Un film profondément troublant, et ce pour de nombreuses raisons, toutes liées au regard de Pierre Schoendoerffer qui ne porte aucun jugement (sur l'opposition des forces en présence, tout du moins). S'agit-il d'un documentaire ou d'une fiction ? Une ode à la chose militaire ou à la paix ? Un film empreint de nostalgie ou de réalisme ? Il y a un peu de tout ça dans ce témoignage. Une chose est sûre, on sort de cette bataille la gorge serrée.


La célèbre bataille, donc, Diên Biên Phu, les adieux de la France en Indochine scellés dans le sang. Il y a quelque chose de glaçant dans l'approche du réalisateur (qui a lui-même vécu cette bataille, et à voir son film, il n'y a aucun doute là-dessous, ça se sent tout de suite) car il parvient à faire ressentir les enjeux immenses (humains, militaires, mais aussi idéalistes, via le sens du sacrifice) de cette guerre à des gens comme moi absolument pas sensibles à tout ce qui a trait à l'armée.
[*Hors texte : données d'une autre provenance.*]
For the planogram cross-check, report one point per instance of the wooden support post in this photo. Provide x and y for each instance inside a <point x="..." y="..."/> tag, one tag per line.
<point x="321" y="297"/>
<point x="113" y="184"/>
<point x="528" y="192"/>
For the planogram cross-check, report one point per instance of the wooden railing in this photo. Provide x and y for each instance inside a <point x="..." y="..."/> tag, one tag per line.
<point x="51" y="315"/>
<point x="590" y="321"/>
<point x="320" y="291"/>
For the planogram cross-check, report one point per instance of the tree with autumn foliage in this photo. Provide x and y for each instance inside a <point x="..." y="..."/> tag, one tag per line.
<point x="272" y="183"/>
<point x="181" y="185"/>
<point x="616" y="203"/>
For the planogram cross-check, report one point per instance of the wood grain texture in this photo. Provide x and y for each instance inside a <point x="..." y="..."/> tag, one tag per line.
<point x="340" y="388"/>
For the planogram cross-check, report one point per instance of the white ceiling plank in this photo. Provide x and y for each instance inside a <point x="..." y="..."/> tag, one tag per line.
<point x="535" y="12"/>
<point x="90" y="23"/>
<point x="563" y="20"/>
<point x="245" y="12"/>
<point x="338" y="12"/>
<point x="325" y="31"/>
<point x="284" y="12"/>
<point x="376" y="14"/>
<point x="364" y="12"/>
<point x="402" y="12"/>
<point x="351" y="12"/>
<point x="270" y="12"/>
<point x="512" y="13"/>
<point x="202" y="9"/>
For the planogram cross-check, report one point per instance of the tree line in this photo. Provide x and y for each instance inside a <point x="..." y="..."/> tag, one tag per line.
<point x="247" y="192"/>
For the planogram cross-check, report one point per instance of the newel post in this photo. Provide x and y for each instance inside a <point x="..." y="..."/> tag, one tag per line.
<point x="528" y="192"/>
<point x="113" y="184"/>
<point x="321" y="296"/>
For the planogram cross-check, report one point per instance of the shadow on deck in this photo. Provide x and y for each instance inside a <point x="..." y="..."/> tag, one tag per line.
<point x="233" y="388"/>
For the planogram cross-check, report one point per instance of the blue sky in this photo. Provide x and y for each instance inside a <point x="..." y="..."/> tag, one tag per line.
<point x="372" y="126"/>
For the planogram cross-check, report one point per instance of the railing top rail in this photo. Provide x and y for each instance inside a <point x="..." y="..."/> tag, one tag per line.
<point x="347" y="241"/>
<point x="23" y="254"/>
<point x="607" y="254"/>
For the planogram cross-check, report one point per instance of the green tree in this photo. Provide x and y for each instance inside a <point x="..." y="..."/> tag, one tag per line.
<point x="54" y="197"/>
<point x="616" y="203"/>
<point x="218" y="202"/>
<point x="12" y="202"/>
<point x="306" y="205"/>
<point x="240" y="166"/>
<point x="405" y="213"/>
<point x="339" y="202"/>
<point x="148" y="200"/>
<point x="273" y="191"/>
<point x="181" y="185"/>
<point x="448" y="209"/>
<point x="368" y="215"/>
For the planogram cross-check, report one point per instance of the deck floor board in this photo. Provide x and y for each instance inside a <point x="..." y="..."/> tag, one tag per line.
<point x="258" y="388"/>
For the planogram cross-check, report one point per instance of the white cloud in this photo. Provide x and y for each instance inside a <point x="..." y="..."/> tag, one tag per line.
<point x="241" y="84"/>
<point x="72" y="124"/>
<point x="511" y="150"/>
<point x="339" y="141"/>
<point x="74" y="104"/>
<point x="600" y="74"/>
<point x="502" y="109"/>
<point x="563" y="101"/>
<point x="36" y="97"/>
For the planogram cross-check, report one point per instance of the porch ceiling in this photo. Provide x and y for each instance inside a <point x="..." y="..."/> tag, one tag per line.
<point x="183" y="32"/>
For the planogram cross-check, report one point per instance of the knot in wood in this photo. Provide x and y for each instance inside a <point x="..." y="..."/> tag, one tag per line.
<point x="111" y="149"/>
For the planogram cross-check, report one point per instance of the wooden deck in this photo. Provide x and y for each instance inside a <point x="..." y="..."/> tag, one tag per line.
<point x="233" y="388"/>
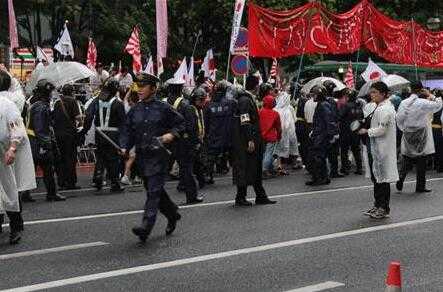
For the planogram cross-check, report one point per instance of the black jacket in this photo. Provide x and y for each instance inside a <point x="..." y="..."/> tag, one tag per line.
<point x="324" y="126"/>
<point x="247" y="167"/>
<point x="218" y="121"/>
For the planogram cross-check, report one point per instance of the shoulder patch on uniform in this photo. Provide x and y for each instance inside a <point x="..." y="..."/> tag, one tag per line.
<point x="245" y="118"/>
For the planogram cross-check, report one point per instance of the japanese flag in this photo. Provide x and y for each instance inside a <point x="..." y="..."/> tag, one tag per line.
<point x="373" y="72"/>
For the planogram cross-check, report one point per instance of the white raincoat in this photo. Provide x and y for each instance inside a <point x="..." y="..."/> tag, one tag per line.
<point x="24" y="164"/>
<point x="414" y="118"/>
<point x="11" y="129"/>
<point x="382" y="137"/>
<point x="288" y="144"/>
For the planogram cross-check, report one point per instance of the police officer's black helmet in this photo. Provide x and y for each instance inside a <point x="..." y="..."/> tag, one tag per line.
<point x="110" y="89"/>
<point x="143" y="79"/>
<point x="44" y="88"/>
<point x="198" y="93"/>
<point x="5" y="81"/>
<point x="329" y="85"/>
<point x="264" y="90"/>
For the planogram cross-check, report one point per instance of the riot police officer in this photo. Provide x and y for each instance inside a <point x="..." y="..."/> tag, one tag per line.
<point x="150" y="124"/>
<point x="41" y="137"/>
<point x="247" y="146"/>
<point x="218" y="118"/>
<point x="186" y="144"/>
<point x="334" y="148"/>
<point x="108" y="114"/>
Si le film se divise en deux parties la ville de Hanoï / la bataille de Diên Biên Phu, c'est bien ce deuxième lieu qui concentre l'essentiel de l'intérêt du film (en dépit de la présence appréciable de Donald Pleasence en journaliste américain dans la ville vietnamienne). Le film prend son temps pour démarrer, les premiers temps sont un peu lents et hésitants, mais la gravité va peu à peu se faire sentir et se généraliser.
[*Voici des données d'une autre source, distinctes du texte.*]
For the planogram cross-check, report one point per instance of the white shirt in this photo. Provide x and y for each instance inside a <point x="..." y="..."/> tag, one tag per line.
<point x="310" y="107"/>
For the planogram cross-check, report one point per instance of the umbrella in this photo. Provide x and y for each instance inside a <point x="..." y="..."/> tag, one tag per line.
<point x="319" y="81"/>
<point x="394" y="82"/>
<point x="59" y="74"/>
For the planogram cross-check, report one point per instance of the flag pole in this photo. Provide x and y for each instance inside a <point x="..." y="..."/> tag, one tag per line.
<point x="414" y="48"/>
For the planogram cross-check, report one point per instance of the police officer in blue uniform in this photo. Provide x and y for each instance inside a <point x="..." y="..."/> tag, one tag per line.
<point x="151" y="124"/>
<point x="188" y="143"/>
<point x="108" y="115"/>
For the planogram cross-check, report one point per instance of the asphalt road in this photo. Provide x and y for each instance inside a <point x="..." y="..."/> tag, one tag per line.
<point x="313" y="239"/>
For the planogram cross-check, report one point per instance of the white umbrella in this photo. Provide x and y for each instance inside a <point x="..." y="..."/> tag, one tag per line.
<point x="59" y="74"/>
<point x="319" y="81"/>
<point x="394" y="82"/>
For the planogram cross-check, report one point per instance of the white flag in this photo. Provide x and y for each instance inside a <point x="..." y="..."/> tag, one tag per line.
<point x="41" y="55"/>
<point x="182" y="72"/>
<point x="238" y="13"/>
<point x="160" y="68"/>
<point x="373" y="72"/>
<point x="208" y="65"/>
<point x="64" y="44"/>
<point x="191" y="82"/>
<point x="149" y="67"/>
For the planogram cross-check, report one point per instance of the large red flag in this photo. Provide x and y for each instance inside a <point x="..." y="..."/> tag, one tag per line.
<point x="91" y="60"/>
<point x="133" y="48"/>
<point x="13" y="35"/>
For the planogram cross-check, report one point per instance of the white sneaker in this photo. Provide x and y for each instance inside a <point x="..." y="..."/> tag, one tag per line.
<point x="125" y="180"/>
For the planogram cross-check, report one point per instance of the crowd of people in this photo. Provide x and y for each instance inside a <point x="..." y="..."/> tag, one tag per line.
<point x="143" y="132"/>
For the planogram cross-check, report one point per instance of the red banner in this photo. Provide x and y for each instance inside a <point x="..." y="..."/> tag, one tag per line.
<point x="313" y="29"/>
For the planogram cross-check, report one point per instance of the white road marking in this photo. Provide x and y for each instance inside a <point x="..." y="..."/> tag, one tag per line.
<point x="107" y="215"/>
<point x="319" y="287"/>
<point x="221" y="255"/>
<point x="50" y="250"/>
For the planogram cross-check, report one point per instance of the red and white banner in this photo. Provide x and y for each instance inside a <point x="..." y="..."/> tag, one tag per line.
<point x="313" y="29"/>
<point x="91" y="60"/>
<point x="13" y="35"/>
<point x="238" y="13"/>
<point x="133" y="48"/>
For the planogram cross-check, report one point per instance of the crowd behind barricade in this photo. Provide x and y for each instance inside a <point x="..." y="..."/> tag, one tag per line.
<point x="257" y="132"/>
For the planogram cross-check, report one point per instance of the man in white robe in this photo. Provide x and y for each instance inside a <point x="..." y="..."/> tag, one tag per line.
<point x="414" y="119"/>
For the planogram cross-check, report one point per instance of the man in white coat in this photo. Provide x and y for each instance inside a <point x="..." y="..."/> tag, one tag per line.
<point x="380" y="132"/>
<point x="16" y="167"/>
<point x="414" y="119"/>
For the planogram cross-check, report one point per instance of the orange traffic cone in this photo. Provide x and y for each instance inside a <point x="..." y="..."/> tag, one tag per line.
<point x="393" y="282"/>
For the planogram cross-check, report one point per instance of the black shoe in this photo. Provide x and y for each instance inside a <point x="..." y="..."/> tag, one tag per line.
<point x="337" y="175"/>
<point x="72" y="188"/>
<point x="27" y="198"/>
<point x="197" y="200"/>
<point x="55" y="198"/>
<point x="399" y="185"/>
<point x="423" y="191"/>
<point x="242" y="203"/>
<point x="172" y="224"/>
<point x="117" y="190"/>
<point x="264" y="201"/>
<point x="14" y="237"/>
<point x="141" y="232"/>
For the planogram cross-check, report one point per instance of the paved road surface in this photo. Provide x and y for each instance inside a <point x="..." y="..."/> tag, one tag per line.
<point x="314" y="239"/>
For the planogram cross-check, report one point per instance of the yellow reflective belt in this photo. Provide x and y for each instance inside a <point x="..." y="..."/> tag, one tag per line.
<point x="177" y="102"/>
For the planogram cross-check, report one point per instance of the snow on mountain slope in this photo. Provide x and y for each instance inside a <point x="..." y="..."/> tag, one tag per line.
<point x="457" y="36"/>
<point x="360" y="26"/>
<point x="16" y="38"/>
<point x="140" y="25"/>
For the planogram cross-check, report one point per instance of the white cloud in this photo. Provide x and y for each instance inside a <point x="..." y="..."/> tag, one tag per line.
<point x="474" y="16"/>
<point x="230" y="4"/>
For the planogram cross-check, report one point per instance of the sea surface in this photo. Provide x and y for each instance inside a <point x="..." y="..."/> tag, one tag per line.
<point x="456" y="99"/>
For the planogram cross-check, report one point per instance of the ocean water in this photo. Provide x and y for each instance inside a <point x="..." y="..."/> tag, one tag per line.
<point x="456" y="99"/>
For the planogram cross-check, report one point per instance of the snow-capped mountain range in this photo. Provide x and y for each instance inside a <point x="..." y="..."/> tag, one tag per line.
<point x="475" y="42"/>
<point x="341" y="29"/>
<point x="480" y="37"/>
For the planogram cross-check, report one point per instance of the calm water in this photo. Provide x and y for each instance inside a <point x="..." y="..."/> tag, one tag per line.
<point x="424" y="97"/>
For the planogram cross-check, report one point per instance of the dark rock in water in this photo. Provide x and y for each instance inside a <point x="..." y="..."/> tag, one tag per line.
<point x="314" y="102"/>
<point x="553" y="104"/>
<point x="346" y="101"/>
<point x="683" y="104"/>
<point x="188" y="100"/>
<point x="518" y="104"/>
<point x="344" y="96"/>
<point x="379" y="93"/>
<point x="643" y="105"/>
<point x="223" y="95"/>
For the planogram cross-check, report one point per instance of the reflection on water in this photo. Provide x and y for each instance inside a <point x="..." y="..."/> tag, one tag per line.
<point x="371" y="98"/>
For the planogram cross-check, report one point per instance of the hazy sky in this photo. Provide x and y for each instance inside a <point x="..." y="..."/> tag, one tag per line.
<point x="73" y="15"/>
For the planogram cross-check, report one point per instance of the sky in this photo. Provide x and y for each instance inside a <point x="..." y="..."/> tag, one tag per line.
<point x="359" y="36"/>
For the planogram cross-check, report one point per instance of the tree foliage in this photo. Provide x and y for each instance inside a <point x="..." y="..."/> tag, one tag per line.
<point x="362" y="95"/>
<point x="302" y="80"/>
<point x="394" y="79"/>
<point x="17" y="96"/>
Et tant que je suis dans les défauts : le coup des violons est un peu exagéré, bien que la dimension tragique se justifie parfaitement ; et même si les dialogues sont saisissants dans leur contenu, dans leur capacité à témoigner, à véhiculer la réalité de cette guerre, l'interprétation n'est pas excellente et rend le discours et les conversations un peu artificiels. Un peu comme dans La 317e Section en fait. Voilà, ça, c'est dit.


Parce que pour le reste, la description de la guerre sur ces quelques collines aux noms de femmes (comme d'anciennes conquêtes dont on se souviendrait de manière nostalgique : Béatrice, Gabrielle, Éliane) et dans les tranchées boueuses est impressionnante. Un décor authentique pour une reconstitution qui prend aux tripes et qui signe le crépuscule des idéaux de ces derniers soldats. La pluie, la boue, le sang, le feu, la fumée. Les mortiers qui ne s'arrêtent jamais, un déluge de bombes sur ces pauvres types abandonnés. Et c'est bien parce que Schoendoerffer a pris toutes les précautions pour ne pas tomber dans la fable colonialiste ou vaguement réac qu'on accepte ce point de vue, ce témoignage en souvenir d'un épisode douloureux de l'Histoire, et qu'on se laisse guider dans cet univers qu'il connaît parfaitement pour y avoir vécu. Et la conclusion confirmera cette démarche, si besoin était.



« Ce film a été tourné moins de quarante ans après la bataille de Diên Bien Phu, au Vietnam, au Tonkin comme nous disions autrefois, avec les Vietnamiens et l'armée du Viêtnam. Ce fut une expérience bouleversante, pour eux comme pour nous. Refermant une page douloureuse de notre histoire, elle n'a de sens que si elle contribue à renouer des liens avec ce Vietnam que nous aimons, que j'aime. »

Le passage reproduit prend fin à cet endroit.